Pregnant women who have never had diabetes but develop high blood sugar (glucose) levels during pregnancy are said to have gestational diabetes mellitus (GDM). According to the American Diabetes Association, it is estimated that GDM affects 18 percent of pregnancies. GDM starts when your body is unable to make and use all of the insulin it needs for pregnancy. Without enough insulin, glucose can’t leave the blood and be used for energy and builds up in the blood to high levels. This is called hyperglycemia. For most women, gestational diabetes goes away once the baby is born, though for some, alterations in blood sugar will continue after birth resulting in type 2 diabetes.
Early and consistent prenatal care is imperative for optimal health of both mother and baby. If not managed, GDM may lead to complications such as large birth weight, organ defects of the baby and labor and delivery complications for the mother. If you are pregnant or planning a pregnancy, there are things you can do to minimize risks of developing GDM as well as facilitate effective management of the condition if it is diagnosed.
Risk Factors for Developing Gestational Diabetes
- Older than 25 when pregnant
- A family history of diabetes
- Previously gave birth to a baby greater than 9 pounds or had birth defects
- Have high blood pressure
- Were overweight before becoming pregnant
Tips to Manage Gestational Diabetes (these tips can be used to avoid developing GDM as well)
- Regular appointments with your healthcare team, obstetrician, nurse educator and registered dietitian.
- Get back to basics and eat “real” food. Skip processed food and opt for nutrient rich items that include a variety of fresh vegetables, fruit, complex/unrefined carbohydrates and lean sources of protein and dairy.
- Decrease added sugar, regular soda, juice, candy and other sources of refined carbohydrates.

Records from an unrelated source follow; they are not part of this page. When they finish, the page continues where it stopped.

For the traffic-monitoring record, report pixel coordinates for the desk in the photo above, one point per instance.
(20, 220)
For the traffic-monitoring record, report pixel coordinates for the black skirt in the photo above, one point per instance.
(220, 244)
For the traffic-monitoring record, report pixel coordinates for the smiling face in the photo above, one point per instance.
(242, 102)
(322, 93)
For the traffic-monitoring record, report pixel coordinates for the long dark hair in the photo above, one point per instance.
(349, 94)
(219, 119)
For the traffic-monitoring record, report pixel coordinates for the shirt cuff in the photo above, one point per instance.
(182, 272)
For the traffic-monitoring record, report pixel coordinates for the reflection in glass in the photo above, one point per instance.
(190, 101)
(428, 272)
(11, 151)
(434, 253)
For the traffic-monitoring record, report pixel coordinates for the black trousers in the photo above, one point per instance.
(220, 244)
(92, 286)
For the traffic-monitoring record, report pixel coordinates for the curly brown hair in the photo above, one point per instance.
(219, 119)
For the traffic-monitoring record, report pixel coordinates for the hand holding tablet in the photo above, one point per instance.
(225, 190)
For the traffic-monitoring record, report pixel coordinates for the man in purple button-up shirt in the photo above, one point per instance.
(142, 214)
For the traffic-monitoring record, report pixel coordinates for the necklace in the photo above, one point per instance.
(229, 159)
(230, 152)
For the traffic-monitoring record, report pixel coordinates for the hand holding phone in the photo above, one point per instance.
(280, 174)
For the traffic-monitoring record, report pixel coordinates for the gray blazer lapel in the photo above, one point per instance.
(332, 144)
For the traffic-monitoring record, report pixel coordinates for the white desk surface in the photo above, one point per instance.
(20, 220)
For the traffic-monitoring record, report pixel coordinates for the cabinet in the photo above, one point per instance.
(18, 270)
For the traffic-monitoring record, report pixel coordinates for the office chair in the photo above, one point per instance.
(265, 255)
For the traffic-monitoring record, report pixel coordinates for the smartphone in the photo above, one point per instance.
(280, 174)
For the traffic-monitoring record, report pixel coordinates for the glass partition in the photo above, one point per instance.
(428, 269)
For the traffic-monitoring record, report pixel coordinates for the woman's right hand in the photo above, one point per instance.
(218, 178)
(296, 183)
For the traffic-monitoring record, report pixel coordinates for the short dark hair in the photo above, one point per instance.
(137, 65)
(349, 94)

These cause mom’s blood sugar to spike and put baby at increased risk.
- Wear a form of medical ID stating that you are pregnant with GDM. In the event of an emergency, the medical ID speaks on your behalf when you can’t. MedicalIDMarketplace.com is one source for purchasing a customized bracelet.

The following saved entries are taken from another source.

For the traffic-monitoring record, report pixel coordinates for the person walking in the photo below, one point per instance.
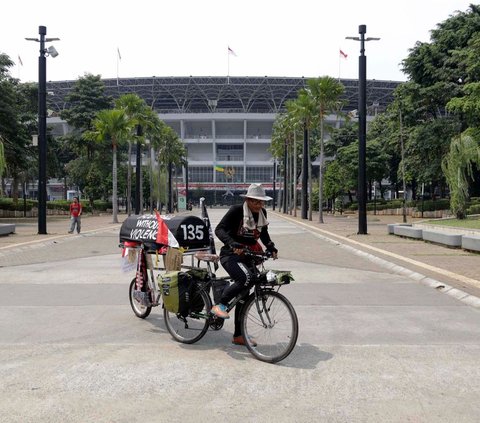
(75, 213)
(243, 226)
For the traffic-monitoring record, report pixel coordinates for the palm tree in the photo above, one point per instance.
(325, 93)
(303, 110)
(3, 162)
(135, 109)
(458, 166)
(113, 126)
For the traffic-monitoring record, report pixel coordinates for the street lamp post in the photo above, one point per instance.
(362, 129)
(42, 126)
(138, 171)
(305, 171)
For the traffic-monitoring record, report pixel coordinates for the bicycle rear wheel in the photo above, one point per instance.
(194, 326)
(138, 308)
(271, 329)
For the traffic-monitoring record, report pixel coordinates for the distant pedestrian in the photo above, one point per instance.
(75, 213)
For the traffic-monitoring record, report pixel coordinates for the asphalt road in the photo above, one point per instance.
(374, 346)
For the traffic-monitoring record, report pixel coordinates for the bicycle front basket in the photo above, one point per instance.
(278, 277)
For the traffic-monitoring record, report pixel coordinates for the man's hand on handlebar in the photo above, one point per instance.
(272, 250)
(237, 248)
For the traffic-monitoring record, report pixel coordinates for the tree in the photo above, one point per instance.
(135, 109)
(85, 100)
(303, 110)
(458, 165)
(325, 93)
(17, 124)
(112, 126)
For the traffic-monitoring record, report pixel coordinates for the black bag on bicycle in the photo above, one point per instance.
(175, 289)
(198, 275)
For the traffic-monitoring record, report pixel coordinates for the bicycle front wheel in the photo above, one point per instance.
(192, 327)
(139, 308)
(269, 326)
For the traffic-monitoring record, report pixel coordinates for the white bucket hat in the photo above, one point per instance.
(257, 192)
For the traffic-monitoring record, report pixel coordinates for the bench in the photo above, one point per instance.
(390, 226)
(7, 228)
(471, 242)
(444, 238)
(407, 231)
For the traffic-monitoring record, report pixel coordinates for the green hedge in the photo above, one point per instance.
(428, 205)
(473, 209)
(7, 204)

- Eat 5-6 small meals and snacks a day. This provides consistent nutrition while minimizing spikes or dips in blood sugar.
- Aim for 30 minutes of exercise a day. Movement helps the body use insulin and blood sugar more effectively and keeps weight gain in check.
The goal of treatment for GDM is to keep blood glucose levels equal to those of pregnant women who don’t have GDM. Once diagnosed with gestational diabetes, there are many things you can do to manage your blood glucose and provide the healthiest outcome for you and your baby. While gestational diabetes is a cause for concern, the good news is that you and your health care team can work together to lower your high blood glucose levels and risks for complications.